0: Nothing in hand, 501209 instances,(1.000063)
1: One pair, 422498 instances,(0.999832) 2: Two pairs, 47622 instances, (1.001746) 3: Three of a kind, 21121 instances, (0.999647) 4: Straight, 3885 instances, (0.989897) 5: Flush, 1996 instances, (1.015569) 6: Full house, 1424 instances, (0.988491) 7: Four of a kind, 230 instances, (0.957934) 8: Straight flush, 12 instances, (0.866426) 9: Royal flush, 3 instances, (1.948052) Total of one million instances in a domain of 311,875,200. -
Statistics
Poker Hand | # of hands | Probability | # of combinations |
---|---|---|---|
Royal Flush | 4 | 0.00000154 | 480 |
Straight Flush | 36 | 0.00001385 | 4320 |
Four of a kind | 624 | 0.0002401 | 74880 |
Full house | 3744 | 0.00144058 | 449280 |
Flush | 5108 | 0.0019654 | 612960 |
Straight | 10200 | 0.00392464 | 1224000 |
Three of a kind | 54912 | 0.02112845 | 6589440 |
Two pairs | 123552 | 0.04753902 | 14826240 |
One pair | 1098240 | 0.42256903 | 131788800 |
Nothing | 1302540 | 0.50117739 | 156304800 |
Total | 2598960 | 1.0 | 311875200 |
The number of combinations represents the number of instances in the entire domain.
src
|__ main.py
|__ preprocessor.py
|__ utils.py
stream.sh
- Install spark in your machine and make sure spark-submit works fine. Found this to be really useful resource to install spark in mac.
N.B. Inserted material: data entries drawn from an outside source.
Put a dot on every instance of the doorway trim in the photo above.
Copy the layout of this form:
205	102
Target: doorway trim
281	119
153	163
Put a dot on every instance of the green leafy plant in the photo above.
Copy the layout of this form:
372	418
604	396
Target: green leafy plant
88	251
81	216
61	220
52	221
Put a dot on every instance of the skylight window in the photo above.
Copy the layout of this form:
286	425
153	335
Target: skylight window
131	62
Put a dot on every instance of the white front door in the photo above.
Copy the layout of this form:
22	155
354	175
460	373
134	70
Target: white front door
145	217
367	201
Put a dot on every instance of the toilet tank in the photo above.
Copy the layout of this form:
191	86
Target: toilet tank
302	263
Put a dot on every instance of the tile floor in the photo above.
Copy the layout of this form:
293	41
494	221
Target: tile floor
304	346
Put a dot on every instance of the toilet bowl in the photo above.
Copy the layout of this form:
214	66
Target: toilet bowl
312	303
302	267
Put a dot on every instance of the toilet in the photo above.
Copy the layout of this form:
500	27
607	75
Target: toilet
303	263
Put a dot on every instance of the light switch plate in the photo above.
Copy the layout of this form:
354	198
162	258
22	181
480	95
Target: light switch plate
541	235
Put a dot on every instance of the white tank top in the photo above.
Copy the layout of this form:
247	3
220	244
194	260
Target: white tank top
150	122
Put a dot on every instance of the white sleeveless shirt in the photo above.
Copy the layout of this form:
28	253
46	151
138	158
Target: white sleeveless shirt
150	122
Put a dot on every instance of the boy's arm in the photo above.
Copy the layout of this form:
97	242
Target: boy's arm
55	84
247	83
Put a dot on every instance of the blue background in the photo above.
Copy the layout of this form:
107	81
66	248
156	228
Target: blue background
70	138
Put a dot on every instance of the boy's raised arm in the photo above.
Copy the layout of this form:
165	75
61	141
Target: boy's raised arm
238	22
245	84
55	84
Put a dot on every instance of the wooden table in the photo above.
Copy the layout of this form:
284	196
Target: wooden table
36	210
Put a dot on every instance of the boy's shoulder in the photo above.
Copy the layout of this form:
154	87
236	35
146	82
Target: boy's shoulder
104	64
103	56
- Open two terminal windows. Traverse to /src for running the driver program.
- The driver program is src/main.py. Run the driver program in one of the terminals with the following command - spark-submit src/main.py <port_to_stream_data_from> <interval_for_streaming> <path_to_test_data>
- On another terminal, run ./stream.sh <path_to_poker-data.txt> <port_to_stream_data_to> <interval_for_streaming> <batch_size> <ignore_header_flag[true or false]>
Note: All commands assume that the current working directory is the project root. Port number and streaming interval should be the same in both the commands.